La crisi del banco dei pegni

Categorie: Economia

Nonostante siano sempre di più le famiglie in difficoltà economiche ed aumentino le richieste presso i monti di credito su pegno presenti in tutta Italia, le banche scelgono per la chiusura o l'accorpamento degli istituti accusando le nuove norme antiriciclaggio ritenendo al contempo come le offerte siano in continua diminuzione

La crisi economica miete un’altra vittima. Parliamo del Banco dei Pegni, conosciuto anche come Monte dei Pegni o Monte di Pietà ed ufficialmente definito Monte di credito su pegno, è un’istituzione che nel corso dei secoli ha aiutato le persone in difficoltà a racimolare i soldi necessari ad estinguere un debito proponendo in cambio prodotti di valore che sarebbero poi stati riscattati pena la loro perdita.

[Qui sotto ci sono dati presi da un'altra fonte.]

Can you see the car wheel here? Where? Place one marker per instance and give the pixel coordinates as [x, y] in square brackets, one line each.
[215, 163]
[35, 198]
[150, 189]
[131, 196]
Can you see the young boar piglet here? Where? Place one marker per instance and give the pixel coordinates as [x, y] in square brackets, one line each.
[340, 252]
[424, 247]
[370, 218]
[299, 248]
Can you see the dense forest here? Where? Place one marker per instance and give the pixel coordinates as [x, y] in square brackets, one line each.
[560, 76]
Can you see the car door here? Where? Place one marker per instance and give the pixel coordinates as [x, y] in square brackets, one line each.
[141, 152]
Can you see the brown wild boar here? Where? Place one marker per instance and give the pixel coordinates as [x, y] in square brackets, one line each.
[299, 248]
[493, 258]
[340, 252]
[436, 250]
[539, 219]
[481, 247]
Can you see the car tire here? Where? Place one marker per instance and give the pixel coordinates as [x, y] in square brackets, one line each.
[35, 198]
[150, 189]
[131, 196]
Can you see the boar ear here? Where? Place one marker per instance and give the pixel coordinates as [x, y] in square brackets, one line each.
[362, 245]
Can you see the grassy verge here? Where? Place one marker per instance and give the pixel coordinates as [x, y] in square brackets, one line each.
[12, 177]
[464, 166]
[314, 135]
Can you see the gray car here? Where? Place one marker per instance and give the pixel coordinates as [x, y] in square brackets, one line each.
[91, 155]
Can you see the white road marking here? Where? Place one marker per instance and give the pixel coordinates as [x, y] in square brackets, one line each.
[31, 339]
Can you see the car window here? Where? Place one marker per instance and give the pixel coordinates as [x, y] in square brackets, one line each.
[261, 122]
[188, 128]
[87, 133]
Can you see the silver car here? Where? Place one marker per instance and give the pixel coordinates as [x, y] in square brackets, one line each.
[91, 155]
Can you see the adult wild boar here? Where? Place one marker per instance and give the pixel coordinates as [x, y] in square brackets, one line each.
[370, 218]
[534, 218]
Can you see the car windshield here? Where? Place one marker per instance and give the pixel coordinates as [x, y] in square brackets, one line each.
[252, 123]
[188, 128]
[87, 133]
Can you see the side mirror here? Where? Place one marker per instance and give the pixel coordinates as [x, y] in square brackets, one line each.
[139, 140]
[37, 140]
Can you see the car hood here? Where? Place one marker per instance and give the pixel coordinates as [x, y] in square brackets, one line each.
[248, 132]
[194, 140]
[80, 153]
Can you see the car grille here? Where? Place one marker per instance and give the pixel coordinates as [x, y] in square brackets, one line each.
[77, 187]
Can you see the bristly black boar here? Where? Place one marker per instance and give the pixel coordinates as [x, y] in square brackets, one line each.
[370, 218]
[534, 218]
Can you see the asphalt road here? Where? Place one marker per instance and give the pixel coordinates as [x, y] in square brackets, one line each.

UNA STORIA LUNGA SECOLI – Un sistema arcaico, forse, ma sicuramente efficace, tanto da radicarsi nel cuore e nella mente di clienti ed istituti confermandosi come una delle poche soluzioni per venire incontro alle difficoltà della vita. Eppure, nonostante i numeri parlino di un ritorno di fiamma di questo sistema, legato alle difficoltà di accesso al credito ed alla necessità di ottenere liquidi da parte di molti piegati dalla crisi, si moltiplicano in Italia le chiusure di queste istituzioni. A deciderlo è la proprietà che spesso si trova costretta ad affrontare la rabbia non solo dei normali clienti, ma anche delle istituzioni ed in un caso, per la precisione a Prato, anche della Curia.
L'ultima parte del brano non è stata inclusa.